AgentRewardBench: Evaluating Automatic Evaluations of Web Agent Trajectories
Xing Han Lù, Amirhossein Kazemnejad, Nicholas Meade, Arkil Patel, Dongchan Shin, Alejandra Zambrano, Karolina Stańczak, Peter Shaw, Christopher J. Pal, Siva Reddy
2025-04-15
Summary
This paper talks about AgentRewardBench, a new benchmark designed to test how well large language models (LLMs) can automatically judge the performance of web agents—software that completes tasks online, like shopping or posting on forums.
What's the problem?
The problem is that current automatic evaluation methods, especially rule-based systems, often don't accurately measure whether a web agent has really succeeded at its task. These rule-based methods can miss important details and usually underreport how well the agents are actually doing, which means researchers and developers might not get a true sense of an agent's abilities.
What's the solution?
The researchers created AgentRewardBench, which includes over a thousand examples of web agents performing different tasks. Each example is carefully reviewed by experts to set a standard for what success looks like.

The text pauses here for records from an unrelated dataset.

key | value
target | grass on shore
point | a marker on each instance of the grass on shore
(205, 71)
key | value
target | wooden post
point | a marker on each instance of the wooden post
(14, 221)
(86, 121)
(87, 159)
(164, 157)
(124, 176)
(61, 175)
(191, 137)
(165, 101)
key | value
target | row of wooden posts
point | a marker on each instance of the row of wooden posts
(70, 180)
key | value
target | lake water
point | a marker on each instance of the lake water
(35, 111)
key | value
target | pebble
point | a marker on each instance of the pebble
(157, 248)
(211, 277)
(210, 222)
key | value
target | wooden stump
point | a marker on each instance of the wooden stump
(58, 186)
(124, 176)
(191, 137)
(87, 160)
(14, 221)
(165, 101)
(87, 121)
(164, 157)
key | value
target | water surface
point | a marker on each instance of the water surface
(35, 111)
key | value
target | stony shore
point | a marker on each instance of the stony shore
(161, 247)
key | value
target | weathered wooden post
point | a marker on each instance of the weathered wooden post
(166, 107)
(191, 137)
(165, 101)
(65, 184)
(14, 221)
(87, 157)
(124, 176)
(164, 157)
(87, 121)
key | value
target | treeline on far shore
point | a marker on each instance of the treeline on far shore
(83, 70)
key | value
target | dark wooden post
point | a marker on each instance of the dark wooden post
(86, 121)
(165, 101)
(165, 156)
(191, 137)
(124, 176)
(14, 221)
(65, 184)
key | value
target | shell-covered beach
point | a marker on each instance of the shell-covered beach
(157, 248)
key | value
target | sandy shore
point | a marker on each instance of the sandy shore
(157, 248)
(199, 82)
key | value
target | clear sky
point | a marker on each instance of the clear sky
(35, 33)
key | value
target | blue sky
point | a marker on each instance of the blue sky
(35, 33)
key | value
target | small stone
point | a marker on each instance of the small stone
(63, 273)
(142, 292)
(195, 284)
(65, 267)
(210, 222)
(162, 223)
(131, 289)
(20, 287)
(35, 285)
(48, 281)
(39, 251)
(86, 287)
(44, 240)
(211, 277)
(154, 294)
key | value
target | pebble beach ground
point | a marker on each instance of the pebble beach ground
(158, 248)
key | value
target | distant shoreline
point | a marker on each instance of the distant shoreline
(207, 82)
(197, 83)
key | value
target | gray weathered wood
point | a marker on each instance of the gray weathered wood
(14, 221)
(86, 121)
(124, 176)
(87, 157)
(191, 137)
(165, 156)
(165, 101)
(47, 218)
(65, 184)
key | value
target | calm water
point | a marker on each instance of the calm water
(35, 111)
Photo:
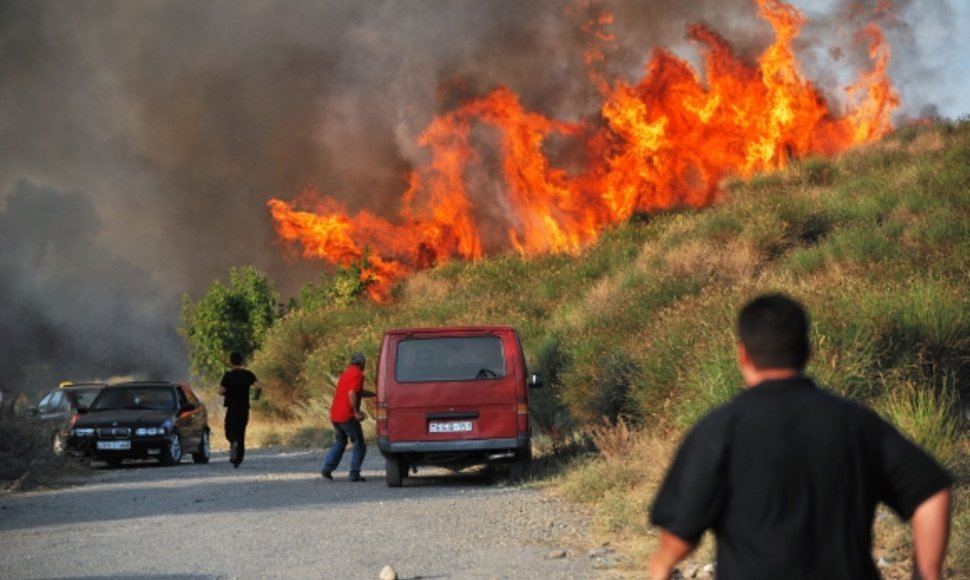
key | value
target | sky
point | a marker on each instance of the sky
(140, 140)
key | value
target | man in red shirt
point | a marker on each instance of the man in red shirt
(346, 417)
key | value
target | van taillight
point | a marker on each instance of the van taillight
(522, 412)
(382, 418)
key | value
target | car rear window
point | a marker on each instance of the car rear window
(148, 398)
(85, 398)
(450, 359)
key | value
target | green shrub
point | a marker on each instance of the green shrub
(925, 414)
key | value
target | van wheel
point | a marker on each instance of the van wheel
(394, 468)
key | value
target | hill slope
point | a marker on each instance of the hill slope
(876, 244)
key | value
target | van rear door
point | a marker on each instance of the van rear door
(446, 387)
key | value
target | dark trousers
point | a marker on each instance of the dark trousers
(236, 421)
(349, 430)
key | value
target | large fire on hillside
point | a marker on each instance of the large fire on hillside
(664, 142)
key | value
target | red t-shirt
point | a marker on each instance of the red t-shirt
(352, 379)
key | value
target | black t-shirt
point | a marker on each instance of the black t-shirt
(788, 477)
(237, 383)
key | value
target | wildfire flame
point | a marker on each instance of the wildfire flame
(664, 142)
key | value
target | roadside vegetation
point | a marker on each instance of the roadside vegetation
(635, 335)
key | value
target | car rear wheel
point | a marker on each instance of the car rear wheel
(202, 455)
(394, 470)
(172, 454)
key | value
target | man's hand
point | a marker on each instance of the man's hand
(671, 550)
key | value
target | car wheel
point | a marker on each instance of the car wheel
(394, 470)
(172, 454)
(59, 444)
(202, 455)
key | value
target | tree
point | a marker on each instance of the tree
(226, 320)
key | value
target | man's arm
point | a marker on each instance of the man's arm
(931, 531)
(355, 405)
(671, 550)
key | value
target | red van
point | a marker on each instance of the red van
(453, 397)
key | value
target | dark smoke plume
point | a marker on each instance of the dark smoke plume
(70, 308)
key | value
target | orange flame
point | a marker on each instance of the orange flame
(666, 141)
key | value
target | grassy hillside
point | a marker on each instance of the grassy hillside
(639, 327)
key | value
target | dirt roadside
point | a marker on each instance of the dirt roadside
(275, 517)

Then, they use this benchmark to compare how well different LLMs and rule-based methods judge the agents' performance, showing where the automatic systems fall short and which LLMs are more reliable for certain types of tasks.
Why it matters?
This work matters because it helps improve the way we test and trust AI agents that work on the web. By finding better ways to automatically evaluate these agents, AgentRewardBench can lead to smarter, more reliable AI systems that people can count on for real-world online tasks.
Abstract
AgentRewardBench is a benchmark evaluating the effectiveness of LLMs in assessing web agent performance, showing that rule-based methods may underreport success.